A few hours into a power-packed assembly of the sharpest minds from Ivy League institutions like Yale, Harvard, and Princeton, influential business leaders, trailblazers in AI, investments, and real estate, and a few renown figures.
From a gathering of such minds, a simple apparent theme emerged: the universal need to mitigate the global pandemic of... “selfishness”; a rather “unpleasant behavioral pattern”. Reflecting on this in the context of institutional investment, the metaphor of a golf hole sprang to mind, providing an apt analogy.
After a quarter century navigating these institutional investment greens, several peculiarities that add a dash of humor to our serious occupation. When playing, you must take into account not just the position of the hole, but also the direction of the wind, the lie of the land, and the state of your swing. And just like in golf, in institutional investment, it's not enough just to aim for the hole – in our case, maximizing returns per unit of risk – we also need to factor in our fiduciary duty and the need for transparency. It's like trying to sink a 50-foot putt on a green that has more undulation than the Himalayas. It makes the job challenging, rewarding, and yes, at times, a bit exasperating.
We have the 'cloak of invisibility' or the classic 'hide the name' trick. A common practice: when performance drops to the bottom quartile, the firm's name is quietly removed from the product description. It's the financial equivalent of not writing down a triple bogey on your scorecard, hoping that your playing partner won't notice. For our youth golfers- It's akin to sharing that incredible birdie on Instagram but conveniently forgetting to mention the less impressive follow-ups.

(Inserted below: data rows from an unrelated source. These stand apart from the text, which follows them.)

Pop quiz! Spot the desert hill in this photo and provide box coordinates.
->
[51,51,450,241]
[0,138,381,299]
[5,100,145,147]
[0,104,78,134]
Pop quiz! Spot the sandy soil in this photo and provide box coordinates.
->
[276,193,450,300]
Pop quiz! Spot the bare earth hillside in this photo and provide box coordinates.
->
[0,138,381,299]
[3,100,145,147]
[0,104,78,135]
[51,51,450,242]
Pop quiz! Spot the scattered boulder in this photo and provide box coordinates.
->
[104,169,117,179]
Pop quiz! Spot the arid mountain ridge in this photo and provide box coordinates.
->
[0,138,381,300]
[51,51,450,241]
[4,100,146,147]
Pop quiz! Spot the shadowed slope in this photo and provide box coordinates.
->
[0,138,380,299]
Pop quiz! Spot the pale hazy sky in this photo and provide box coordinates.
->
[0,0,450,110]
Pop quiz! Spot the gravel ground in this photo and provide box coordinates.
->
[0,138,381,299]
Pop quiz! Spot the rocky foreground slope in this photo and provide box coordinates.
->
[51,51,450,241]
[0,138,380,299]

Also rather surprising, and in institutional investors’ portfolios, still common practice to this day despite the oversight, institutions still only update their websites with only outperforming strategies to the most recent quarter and underperforming products with returns from 2 quarters ago. If you've got an army of CFA charter holders in your team, put those hard-earned titles to work. Keep it GIPS compliant!

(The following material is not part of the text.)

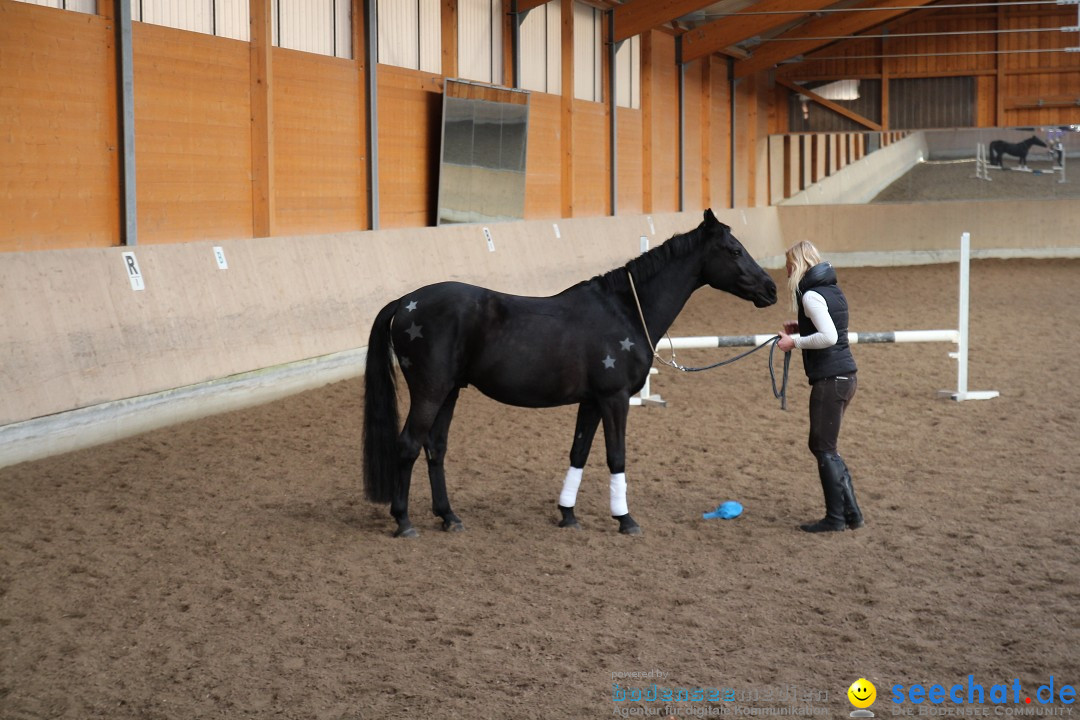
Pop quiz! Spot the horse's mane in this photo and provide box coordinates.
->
[576,222,704,294]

Lastly, consider the 'apples and oranges' situation. Compare a full 18-hole game, not just a fleeting 9-hole performance. Comparing two managers on a 3-year basis when one of them has been in your employ for less time? That's like comparing your golfing skills to those of Tiger Woods’ process. After all, even in golf, the player who maintains their cool, even after a bad shot, often ends up playing the best. So, instead of resorting to these tricks, investors can understand them and appreciate the why.
So, let's stroll these greens with a renewed spirit, aim our shots with diligence, and remember that we are players in a grand game that values not just high returns, but also transparency and fiduciary responsibility. It's not a quarter’s performance or even a year. That's the real hole-in-one in this; it is about carving a legacy of sustained excellence.”